Le vasche da bagno italiane mi sono sempre state strette. Non importa che ci fossero le tendine a proteggere il pavimento; io nelle mie immersioni quotidiane finivo irrimediabilmente per allagarlo scatenando la rabbia del parentado. Poi, un giorno ho avuto fatto la mia prima esperienza alle onsen in Giappone, quelle che in Italia chiamiamo terme.
Era una notte d’estate a Kobe e dopo un film ristoratore al cinema multisala, la mia famiglia ospite ha deciso di deviare dal solito tragitto per tornare a casa e prendere una strada in salita. La macchina procedeva tra tornanti mozzafiato e salite ripide, sembrava un panorama da entroterra ligure. Al termine di quella deviazione, però, qualcosa che non avevo mai sperimentato prima avrebbe per sempre rivoluzionato la mia idea di fare il bagno. Ero stato alle terme in Italia e mi ero mortalmente annoiato, abbandonato con un giornalino nell’atrio principale, mentre mia madre inalava disgustosi effluvi di zolfo.
La prima volta alle onsen
Il rituale termale invece coinvolgeva tutti in Giappone dai grandi ai piccini. Ricordo ancora quanto il padre della famiglia che mi ospitava fosse stato premuroso e mi avesse accompagnato in tutte le fasi di quella magica cerimonia per certi versi così diversa dalle nostre tradizioni. Dopo esserci separati dalla controparte femminile, il primo passo è stato quello di abbandonare i vestiti e la vergogna nell’armadietto. Non c’erano costumi ma l’iniziale sgomento è stato subito abbandonato, complice l’intensità dell’esperienza.
Il primo contatto con l’acqua avveniva per purificarsi per mezzo di una doccia all’occidentale e precedeva il vero e proprio ingresso nel bagno, una vasca enorme ricavata all’esterno della struttura che si affacciava su un boschetto di bambù. L’acqua inizialmente mi era risultata così calda che avrò resistito a bagno sì e no un minuto scarso. Poi, però, un poco alla volta, il mio corpo si è abituato alla temperatura e si è totalmente abbandonato al tepore e ai fumi della vasca. Da quel momento in avanti ho realmente capito il vero significato della parola rilassarsi e tutt’ora, quando sono particolarmente stanco dei ritmi vertiginosi della città, cerco riparo in questi paradisi.
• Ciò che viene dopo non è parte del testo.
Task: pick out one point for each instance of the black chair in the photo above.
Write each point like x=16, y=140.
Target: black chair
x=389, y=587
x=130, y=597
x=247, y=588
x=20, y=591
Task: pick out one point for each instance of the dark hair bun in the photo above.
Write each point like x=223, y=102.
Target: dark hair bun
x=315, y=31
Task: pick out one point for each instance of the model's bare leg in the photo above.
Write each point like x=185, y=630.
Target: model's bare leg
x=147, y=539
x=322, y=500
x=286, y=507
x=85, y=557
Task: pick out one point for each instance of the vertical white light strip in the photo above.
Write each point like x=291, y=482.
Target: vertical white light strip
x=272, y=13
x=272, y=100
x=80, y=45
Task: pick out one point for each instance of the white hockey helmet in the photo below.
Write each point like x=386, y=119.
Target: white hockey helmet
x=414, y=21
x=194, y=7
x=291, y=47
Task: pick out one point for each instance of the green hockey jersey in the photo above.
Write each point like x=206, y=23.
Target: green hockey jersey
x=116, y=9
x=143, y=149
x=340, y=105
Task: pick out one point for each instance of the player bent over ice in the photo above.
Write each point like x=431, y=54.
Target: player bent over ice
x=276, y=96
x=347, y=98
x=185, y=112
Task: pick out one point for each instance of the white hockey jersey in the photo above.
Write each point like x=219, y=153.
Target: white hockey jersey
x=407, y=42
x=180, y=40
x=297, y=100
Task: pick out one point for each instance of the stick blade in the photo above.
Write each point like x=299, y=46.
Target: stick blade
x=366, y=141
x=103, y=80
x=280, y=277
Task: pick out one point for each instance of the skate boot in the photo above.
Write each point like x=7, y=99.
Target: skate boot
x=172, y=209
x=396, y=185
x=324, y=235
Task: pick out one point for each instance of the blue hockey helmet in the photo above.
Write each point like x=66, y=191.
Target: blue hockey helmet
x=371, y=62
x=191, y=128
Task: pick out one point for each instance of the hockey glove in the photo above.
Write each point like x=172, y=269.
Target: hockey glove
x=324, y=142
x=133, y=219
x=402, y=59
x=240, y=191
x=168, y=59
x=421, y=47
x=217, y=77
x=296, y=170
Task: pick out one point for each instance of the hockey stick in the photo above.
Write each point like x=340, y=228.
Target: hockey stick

Le terme della Città incantata
La rivincita è arrivata il giorno in cui la mia famiglia è venuta a visitarmi dall’Italia; superate le prime resistenze, sono riuscito a condurli al famoso albergo Kanaguya di Nagano, complice indiretto il regista Hayao Miyazaki, che ne ha tratto ispirazione nel famoso lungometraggio dello Studio Ghibli “La Città Incantata“. A quanto pare, infatti, il tunnel attraverso il quale Chihiro e i suoi genitori passano per arrivare al famoso edificio delle onsen sarebbe proprio stato preso da qui, nello Shibu Onsen district.
Questo ryokan (旅館), antica locanda tradizionale giapponese, esiste da oltre 250 anni, e ospita oltre 9 bagni diversi al suo interno: 5 sono bagni privati, dove puoi chiudere a chiave la porta, mentre altri 4 sono bagni in comune. Fargli da cicerone nel rituale termale (un’amica giapponese provvedeva alle donne di casa) e vederli con indosso per l’occasione la veste giapponese da camera e le loro facce rilassate dopo il bagno ristoratore, è stato indimenticabile.
Quando verrai in Giappone cogli l’occasione di vivere un’esperienza nelle onsen per provare a rilassarti alle terme come fanno i giapponesi.